A atualização recebeu o nome de Dixence. Conforme a empresa, auditorias internas do firmware permitiram identificar e corrigir vários problemas. O pacote reúne todas as correções de segurança mencionadas no alerta.
Corrupção de memória afetava a edição Multi
A BitBox também encontrou uma vulnerabilidade grave relacionada à corrupção de memória. O problema atingia a edição Multi da carteira de hardware. Nesse cenário, a falha poderia permitir a execução arbitrária de código.
Depois de explorar a vulnerabilidade, um invasor poderia instalar um firmware malicioso. Como consequência, o ataque poderia causar a perda dos fundos protegidos pelo aparelho. A correção incluída na atualização elimina esse risco descrito pela fabricante.
Em contrapartida, a vulnerabilidade não atingiu a edição da BitBox exclusiva para Bitcoin. A companhia explicou que o firmware dessa versão não contém o código vulnerável. Assim, o problema de corrupção de memória ficou restrito à edição Multi.

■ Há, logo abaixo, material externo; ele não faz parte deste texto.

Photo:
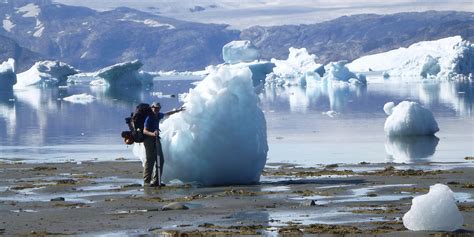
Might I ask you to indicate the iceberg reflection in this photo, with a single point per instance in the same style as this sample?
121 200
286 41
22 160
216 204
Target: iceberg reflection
410 149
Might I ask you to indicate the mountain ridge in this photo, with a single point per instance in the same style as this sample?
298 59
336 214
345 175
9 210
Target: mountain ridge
89 40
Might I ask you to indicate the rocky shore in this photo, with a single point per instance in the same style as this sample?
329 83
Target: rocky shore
94 198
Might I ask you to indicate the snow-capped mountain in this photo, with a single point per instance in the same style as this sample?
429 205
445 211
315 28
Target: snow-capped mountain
89 39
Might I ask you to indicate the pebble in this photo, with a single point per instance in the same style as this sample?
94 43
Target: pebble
174 206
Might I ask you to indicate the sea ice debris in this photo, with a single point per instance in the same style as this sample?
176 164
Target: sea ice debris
435 211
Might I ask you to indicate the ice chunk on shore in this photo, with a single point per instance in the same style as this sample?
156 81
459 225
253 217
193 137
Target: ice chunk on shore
45 73
125 74
221 137
410 149
435 211
410 119
80 98
444 58
7 74
240 51
337 71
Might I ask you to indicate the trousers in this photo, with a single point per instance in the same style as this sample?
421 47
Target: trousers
154 152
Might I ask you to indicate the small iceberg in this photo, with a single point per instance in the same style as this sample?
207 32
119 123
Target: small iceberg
337 71
297 69
125 75
207 143
240 51
80 98
409 119
45 73
444 59
435 211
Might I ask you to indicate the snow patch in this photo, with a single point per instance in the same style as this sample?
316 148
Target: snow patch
410 119
221 137
7 74
435 211
151 23
39 32
8 24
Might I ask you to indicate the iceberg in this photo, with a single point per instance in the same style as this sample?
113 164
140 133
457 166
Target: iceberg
409 119
7 74
410 149
337 71
45 73
125 75
435 211
80 98
296 70
445 59
299 62
240 51
221 137
259 70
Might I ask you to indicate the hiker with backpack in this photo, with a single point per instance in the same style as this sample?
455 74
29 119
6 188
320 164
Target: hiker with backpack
151 139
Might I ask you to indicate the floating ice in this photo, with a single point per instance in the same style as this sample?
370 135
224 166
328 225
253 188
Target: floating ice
444 58
299 62
337 71
7 74
259 70
435 211
45 73
125 74
240 51
388 107
221 137
80 98
410 119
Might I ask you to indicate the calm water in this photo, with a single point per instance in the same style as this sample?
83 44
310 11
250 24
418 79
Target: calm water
37 126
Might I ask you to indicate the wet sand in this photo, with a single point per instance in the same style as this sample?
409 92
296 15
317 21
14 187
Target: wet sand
94 198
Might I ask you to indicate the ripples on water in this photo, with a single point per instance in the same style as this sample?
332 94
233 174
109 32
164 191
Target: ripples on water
37 125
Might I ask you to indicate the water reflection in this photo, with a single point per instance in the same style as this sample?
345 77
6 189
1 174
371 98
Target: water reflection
410 149
319 96
458 95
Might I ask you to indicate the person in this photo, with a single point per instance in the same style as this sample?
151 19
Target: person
153 147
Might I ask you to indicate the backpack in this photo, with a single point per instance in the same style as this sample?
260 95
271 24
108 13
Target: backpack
136 124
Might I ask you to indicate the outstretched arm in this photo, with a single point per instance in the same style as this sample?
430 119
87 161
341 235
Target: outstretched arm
171 112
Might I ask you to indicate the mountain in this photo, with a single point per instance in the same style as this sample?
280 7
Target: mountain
89 39
351 37
24 58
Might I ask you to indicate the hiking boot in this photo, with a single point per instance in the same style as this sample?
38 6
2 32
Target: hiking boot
155 184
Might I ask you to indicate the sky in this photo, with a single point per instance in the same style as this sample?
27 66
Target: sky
242 14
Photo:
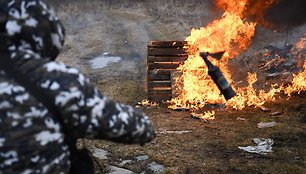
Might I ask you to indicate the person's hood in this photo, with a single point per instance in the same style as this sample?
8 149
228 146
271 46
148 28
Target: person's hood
30 26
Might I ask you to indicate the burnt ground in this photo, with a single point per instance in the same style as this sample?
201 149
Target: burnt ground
212 147
123 28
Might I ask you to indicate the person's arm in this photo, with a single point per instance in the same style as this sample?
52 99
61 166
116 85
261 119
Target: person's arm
88 114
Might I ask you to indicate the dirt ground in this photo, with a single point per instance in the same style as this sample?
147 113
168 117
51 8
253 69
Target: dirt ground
123 28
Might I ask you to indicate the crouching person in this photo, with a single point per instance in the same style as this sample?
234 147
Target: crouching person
45 105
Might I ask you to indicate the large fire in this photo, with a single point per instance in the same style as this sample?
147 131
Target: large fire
232 34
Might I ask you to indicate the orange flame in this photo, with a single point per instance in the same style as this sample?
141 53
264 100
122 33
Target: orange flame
233 35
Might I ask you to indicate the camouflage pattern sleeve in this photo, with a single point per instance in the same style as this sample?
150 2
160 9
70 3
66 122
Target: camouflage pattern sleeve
89 114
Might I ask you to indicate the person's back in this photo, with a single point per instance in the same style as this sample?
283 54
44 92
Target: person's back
31 138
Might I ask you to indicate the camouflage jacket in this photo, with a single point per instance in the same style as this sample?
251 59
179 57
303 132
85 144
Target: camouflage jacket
31 138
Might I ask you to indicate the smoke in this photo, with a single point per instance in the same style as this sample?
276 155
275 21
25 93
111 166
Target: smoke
287 12
277 13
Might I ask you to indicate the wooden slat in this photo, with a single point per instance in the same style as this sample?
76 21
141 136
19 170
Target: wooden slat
159 98
182 58
163 58
172 51
157 84
167 43
163 65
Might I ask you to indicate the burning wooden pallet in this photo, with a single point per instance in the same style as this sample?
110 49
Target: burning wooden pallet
163 58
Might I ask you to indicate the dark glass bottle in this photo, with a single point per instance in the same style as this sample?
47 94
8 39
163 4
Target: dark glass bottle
217 76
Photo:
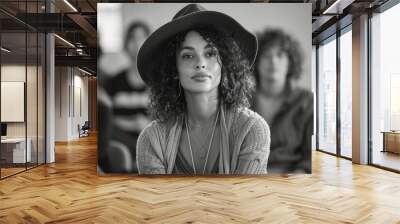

Caso difere da vulnerabilidade da Coldcard
O alerta da BitBox ocorre enquanto usuários da Coldcard ainda enfrentam as consequências de uma falha no firmware dos aparelhos da Coinkite. O erro provocou a geração fraca de seeds. Para isso, o sistema usava um gerador pseudoaleatório de software, em vez do gerador físico de números verdadeiramente aleatórios.
Na prática, hackers conseguiram adivinhar frases-semente de investidores afetados pela falha da Coldcard. A Coinkite informou inicialmente, em 31 de julho, que o problema atingia dispositivos Coldcard Mk3 desde a versão 4.0.1. Essa versão chegou ao mercado em março de 2021.
Dados mais recentes da Galaxy Research apontam que criminosos roubaram US$ 115 milhões confirmados em Bitcoin nesse caso. Contudo, o prejuízo final pode ser muito maior. O total aumentou à medida que os invasores passaram a atingir aparelhos mais recentes.
Diante desse risco, a Coinkite e integrantes da comunidade recomendaram que proprietários de Coldcard transferissem seus fundos imediatamente. A situação da BitBox, porém, exige uma medida diferente. Segundo a fabricante, os usuários não precisam migrar os fundos e devem apenas atualizar o firmware pelo BitBoxApp oficial.